How AR can Serve as a Tool to Fight Stress during the COVID-19 Pandemic

By Team Digital Jalebi

The entire planet is going through stressful times, unlike any before. Being confined to ones’ home and only venturing out for a brief period to buy essential goods takes a toll on even the toughest person. People who regularly played in parks or went for long walks aren’t doing so anymore. Without a doubt, they miss the exhilaration that being outdoors and partaking in the joy physical activity brings. Now that people can’t do these things, they feel tightly wound up and need a way to release their pent up frustration.

Using Technology to Fight Stress
Ask a sociologist, and they will say that one of the purposes of movies is catharsis. Watching an engrossing movie helps release pent up emotions which contributes to emotional well being. Music also serves a similar cathartic function. Songs bring emotions to the surface where they can be grappled with and understood.

Video games serve a similar purpose. While playing an action-packed video game, players become so immersed that their brain releases chemicals that are similar to those excreted during intense physical activity. Immersive games transport players into worlds with unlimited possibilities. By fighting off enemies in video games, navigating complex maps, and solving challenging puzzles, players channel their emotions and attain a catharsis.

The newest avatar of gaming comes in the form of Augmented Reality or AR.

AR is the Next Dimension in Gaming
Movies, music, and gaming help release pent up emotions, the result of which is a calmer mind. AR is the next level of gaming, and it can help dissipate stress and emotions better than any other medium. Today when hundreds of millions are confined to their homes, their need to blow off steam is intense. AR is a tool that helps people vent out their frustration and attain serenity.

How AR Works
AR merges computer-generated images with everyday reality. It is not a fully immersive technology; instead, it brings computer-generated images into the real world. For instance, a person wearing an AR headset while sitting in his or her living room can see digital images existing side by side with what’s already in the room. The person can interact with the digitally created images which are contextually aware of objects in the living room.

Being contextually aware they help create immersive experiences few other mediums, except perhaps Virtual Reality, can equal.

Contextually Aware Experiences
The experience of playing a game in AR is similar to performing it in the real world.  Wearing an AR headset and playing a game in the living room, a person can lock horns with virtually created characters. For instance, a player who enjoys swashbuckling can be pitted against virtually created pirates while the player is in his or her living room.

The experience is very immersive because the digital created pirates will be contextually aware of an object in the living room. Being contextually aware, they will face the same limitations as the player faces in the real world. For instance, a dining table in the middle of a living room will create a barrier for virtual pirates. When they come to attack the swashbuckling hero, they will have to find a way around the table and other objects in the living room.

Such immersive experiences, during a time of social distancing, can serve as a way of experiencing the same excitement one could have enjoyed outdoors.
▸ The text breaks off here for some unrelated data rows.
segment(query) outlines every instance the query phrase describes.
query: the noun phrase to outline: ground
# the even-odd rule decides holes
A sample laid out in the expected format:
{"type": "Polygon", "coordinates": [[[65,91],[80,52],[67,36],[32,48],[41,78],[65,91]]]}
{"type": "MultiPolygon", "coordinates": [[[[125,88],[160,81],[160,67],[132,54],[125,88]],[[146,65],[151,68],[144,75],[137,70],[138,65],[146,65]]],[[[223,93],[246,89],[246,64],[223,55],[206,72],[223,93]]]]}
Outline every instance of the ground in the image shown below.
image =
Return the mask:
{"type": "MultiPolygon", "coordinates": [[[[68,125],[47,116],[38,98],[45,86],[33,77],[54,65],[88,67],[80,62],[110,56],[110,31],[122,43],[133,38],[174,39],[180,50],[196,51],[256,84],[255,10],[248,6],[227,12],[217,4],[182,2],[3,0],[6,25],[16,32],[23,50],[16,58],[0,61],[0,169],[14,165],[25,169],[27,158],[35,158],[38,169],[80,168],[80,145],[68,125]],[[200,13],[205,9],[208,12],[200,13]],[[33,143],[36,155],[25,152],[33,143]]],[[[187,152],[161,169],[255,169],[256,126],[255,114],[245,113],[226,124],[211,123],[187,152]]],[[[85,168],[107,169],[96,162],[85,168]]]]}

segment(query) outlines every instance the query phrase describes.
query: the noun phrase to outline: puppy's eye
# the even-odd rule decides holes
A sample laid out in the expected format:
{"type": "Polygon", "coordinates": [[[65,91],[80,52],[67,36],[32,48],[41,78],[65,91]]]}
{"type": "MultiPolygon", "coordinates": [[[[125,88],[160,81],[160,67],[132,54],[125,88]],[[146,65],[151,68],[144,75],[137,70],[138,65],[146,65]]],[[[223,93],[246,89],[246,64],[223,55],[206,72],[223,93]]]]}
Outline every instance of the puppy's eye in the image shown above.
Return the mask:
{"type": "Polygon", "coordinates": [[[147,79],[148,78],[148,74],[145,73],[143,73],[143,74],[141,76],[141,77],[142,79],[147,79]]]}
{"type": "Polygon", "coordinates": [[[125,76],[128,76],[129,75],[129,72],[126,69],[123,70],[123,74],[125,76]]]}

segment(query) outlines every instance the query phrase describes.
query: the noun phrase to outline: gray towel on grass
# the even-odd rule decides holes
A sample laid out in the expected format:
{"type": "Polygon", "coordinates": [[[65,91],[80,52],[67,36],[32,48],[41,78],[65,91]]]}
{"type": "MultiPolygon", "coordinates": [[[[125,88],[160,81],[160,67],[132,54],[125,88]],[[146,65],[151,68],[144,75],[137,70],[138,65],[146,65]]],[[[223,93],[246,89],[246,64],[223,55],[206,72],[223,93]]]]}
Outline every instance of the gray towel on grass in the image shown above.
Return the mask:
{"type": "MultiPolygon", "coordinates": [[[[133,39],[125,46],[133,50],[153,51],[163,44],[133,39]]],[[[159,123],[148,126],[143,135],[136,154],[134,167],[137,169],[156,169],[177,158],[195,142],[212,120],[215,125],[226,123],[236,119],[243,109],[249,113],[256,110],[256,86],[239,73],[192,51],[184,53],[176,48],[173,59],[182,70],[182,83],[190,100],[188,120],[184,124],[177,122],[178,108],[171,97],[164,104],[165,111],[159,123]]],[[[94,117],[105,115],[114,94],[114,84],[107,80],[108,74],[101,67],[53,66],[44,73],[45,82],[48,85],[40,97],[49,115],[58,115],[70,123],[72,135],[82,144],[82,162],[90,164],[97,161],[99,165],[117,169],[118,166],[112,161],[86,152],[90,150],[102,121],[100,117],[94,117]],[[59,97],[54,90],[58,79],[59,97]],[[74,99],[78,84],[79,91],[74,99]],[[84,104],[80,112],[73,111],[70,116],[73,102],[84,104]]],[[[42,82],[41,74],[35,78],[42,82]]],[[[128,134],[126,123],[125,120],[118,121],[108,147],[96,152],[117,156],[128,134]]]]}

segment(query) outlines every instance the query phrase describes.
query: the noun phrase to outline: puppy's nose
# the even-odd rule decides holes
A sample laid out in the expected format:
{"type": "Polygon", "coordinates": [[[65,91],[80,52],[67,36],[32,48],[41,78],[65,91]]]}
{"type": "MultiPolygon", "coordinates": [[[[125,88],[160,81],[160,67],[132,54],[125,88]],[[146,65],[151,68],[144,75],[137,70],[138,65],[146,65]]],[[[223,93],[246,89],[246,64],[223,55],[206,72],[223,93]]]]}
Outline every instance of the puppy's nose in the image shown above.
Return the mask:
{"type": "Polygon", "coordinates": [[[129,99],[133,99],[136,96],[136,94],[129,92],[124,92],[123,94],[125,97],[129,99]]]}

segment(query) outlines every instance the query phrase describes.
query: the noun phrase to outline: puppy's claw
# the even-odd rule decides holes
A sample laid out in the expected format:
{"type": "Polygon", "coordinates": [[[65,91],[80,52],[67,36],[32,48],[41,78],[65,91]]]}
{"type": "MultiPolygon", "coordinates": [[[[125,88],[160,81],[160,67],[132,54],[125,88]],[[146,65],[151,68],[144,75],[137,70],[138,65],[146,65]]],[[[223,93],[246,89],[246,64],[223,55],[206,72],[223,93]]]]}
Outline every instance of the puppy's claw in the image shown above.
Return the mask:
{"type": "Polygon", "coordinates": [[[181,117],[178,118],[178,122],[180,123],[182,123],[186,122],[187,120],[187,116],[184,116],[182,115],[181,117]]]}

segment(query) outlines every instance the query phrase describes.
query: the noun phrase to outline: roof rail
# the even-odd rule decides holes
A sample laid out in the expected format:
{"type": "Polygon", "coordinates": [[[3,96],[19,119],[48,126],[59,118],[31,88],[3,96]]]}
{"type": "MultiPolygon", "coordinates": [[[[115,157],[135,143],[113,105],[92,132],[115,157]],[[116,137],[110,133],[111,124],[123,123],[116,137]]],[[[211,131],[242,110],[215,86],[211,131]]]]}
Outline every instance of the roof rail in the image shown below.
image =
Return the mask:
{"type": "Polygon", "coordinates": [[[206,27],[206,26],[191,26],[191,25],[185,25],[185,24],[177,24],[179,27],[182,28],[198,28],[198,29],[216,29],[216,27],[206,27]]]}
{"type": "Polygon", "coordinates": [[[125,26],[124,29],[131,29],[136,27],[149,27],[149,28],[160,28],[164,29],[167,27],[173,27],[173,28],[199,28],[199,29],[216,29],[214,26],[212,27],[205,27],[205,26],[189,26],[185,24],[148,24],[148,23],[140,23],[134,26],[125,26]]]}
With an AR headset, a small apartment or living room can become as vast as the cosmos. A person wearing an AR headset can walk through substantial virtual worlds that are as fantastic as anything found in nature. He can fight with an unlimited array of characters who obey the same laws of physics the player does.

Immersion in gorgeous and engaging virtual worlds elicits emotions in people similar to those they experience when they are surrounded by beautiful scenery in the real world. As a result of being immersed in a world created by AR, people attain a deep catharsis that contributes to their well being.